Il ne me restait d'autre interlocuteur que madame, qui m'apprît d'abord que l'événement qui devait jeter en ravissement tous les gens de goût de la ville, n'était autre que l'exécution d'un morceau de piano par Henriette, au concert que devaient donner les dames le vendredi suivant. Monsieur Van der Hoogen l'en avait priée si longtemps, la commission directrice du concert avait tant importuné monsieur Kegge, et puis Henriette jouait si parfaitement, qu'on n'avait pu refuser davantage. Après cette communication, notre conversation commença à languir, et je ne sus trouver rien de mieux que de demander à madame Kegge comment elle se plaisait en Hollande. Elle se répandit en plaintes amères. Il faisait froid et humide dans ce pays; les gens y étaient roides et avares, et toujours occupés de leurs enfants; tes enfants avaient tant de vêtements sur le corps, et les maisons tant de vents coulis! Mais heureusement elle se portait toujours bien de même que ses enfants, monsieur Kegge et les chiens.

Monsieur Kegge rentra et raconta tant de nouvelles qu'il était évident qu'il avait été à la Société. On apporta du vin pour les dames et l'on fit du grog pour les messieurs. Monsieur Kegge s'installa auprès du piano. Sara redescendit et dit que la vieille dame désirait se mettre au lit. Je me mis à regarder avec la jeune fille les gravures d'une magnifique édition de Lafontaine. Elle connaissait si bien les fables auxquelles se rapportait chaque gravure, et s'exprimait si bien en français, que je m'aperçus parfaitement que cette simple petite bourgeoise, qui ne pouvait porter de fourrures, avait reçu une très-bonne éducation et avait su peut-être aussi bien la mettre à profit, que j'eusse osé m'y attendre de la jolie brunette aux deux années de pensionnat.

On fit encore de la musique pendant longtemps; madame Kegge s'endormit de même que ses chiens et ne se réveilla que lorsque le charmant Van der Hoogen courut de nouveau à elle, laissa tomber la tête sur sa poitrine, et lui déclara que lui, monsieur Van der Hoogen, avait l'honneur d'être son serviteur.

Il fit le même compliment aux autres dames et dit ensuite à monsieur Kegge:

—A propos, il est bon que j'y pense. Il se présentera sous peu une charmante occasion d'envoyer quelque chose aux Indes. Un jeune commis d'un des bureaux se décidera probablement à partir pour là-bas. Il n'y a pas d'avenir ici pour qui est sans famille; peut-être dans ce pays-là trouvera-t-il quelque petite place de surveillant d'esclaves; c'est une position honorable.

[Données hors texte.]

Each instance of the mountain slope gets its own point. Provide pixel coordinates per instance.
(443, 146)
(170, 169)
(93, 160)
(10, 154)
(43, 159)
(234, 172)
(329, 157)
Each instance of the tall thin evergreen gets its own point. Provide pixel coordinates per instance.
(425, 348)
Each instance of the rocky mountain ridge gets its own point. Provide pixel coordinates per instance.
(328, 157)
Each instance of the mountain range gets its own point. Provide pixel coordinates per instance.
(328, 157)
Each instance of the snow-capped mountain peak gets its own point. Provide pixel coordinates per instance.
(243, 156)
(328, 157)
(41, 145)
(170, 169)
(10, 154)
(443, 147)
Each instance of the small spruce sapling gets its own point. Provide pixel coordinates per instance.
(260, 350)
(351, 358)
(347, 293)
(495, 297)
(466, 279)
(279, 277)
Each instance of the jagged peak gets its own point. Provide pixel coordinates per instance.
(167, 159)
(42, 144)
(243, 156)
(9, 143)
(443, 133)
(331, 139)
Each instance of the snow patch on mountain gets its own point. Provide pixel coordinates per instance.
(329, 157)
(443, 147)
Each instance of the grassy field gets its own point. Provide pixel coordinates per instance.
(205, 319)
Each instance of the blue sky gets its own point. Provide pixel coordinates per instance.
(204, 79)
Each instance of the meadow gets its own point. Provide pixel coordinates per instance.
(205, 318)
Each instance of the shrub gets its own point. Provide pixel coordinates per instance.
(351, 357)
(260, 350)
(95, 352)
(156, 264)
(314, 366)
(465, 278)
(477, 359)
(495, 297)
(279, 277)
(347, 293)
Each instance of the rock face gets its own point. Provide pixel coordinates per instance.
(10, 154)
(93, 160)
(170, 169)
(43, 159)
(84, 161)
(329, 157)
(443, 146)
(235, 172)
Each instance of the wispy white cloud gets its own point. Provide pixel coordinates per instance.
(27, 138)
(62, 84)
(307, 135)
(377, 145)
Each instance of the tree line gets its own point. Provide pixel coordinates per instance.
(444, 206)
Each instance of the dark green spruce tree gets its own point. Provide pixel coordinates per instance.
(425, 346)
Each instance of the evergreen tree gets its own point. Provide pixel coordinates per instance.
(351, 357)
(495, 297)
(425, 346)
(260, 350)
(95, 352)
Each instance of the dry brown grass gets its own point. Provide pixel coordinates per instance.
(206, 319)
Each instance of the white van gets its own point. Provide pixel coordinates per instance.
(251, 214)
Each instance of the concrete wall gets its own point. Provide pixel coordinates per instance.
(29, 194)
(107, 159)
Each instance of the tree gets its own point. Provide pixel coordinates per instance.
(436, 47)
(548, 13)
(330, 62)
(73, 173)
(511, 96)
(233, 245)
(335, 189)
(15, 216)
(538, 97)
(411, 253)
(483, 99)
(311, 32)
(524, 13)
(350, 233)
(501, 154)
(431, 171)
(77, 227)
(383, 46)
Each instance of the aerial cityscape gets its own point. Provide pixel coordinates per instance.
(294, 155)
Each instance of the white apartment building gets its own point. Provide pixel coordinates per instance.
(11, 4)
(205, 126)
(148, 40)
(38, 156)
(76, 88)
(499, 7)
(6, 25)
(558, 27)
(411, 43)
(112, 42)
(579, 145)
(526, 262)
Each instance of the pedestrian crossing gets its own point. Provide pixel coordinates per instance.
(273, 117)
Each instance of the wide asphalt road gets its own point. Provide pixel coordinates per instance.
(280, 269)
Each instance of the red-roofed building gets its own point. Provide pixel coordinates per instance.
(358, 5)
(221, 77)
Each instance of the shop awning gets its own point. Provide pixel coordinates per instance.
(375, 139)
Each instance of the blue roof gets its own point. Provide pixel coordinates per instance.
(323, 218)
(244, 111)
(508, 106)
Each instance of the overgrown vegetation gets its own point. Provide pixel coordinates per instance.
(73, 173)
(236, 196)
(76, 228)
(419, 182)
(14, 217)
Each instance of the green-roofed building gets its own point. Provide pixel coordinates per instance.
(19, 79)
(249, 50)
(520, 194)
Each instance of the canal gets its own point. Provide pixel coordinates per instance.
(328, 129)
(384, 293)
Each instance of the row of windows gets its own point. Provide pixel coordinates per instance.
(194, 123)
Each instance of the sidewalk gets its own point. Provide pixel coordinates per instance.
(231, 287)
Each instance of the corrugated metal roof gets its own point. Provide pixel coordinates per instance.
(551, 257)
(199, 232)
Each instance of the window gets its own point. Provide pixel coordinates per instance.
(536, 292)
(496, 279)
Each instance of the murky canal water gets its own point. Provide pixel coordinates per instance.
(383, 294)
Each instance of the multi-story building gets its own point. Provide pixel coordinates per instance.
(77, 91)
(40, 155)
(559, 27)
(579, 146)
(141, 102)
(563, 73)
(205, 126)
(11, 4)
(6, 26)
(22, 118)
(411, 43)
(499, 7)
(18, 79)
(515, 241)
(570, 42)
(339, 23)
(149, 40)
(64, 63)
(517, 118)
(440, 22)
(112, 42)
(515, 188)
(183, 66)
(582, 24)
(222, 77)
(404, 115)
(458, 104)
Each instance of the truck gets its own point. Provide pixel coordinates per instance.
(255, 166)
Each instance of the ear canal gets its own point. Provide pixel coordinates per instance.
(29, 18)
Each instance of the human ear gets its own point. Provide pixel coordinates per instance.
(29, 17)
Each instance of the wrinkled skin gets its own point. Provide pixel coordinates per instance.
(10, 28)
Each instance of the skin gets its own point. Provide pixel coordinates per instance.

—Surtout maintenant, remarqua monsieur Kegge, bien qu'on soit mieux ici qu'à Surinam. Là, les surveillants d'esclaves sont tout à fait méprisés. Mais c'est une folie, car à Surinam aussi bien qu'à Démérary, la plupart des directeurs ont commencé par remplir ces fonctions.

A ces mots, Henriette devint rouge comme feu. Quelles inductions le charmant monsieur Van der Hoogen ne pouvait-il tirer de cet aveu! Mais le charmant Van der Hoogen songeait peut-être à son propre père, qui, comme je l'appris plus tard, était aubergiste à Amsterdam, et avec qui, pour ce motif, il ne conservait plus d'autre relation que les lettres de change qu'il tirait de temps en temps sur lui.

[1] Ce mot signifie proprement manchon.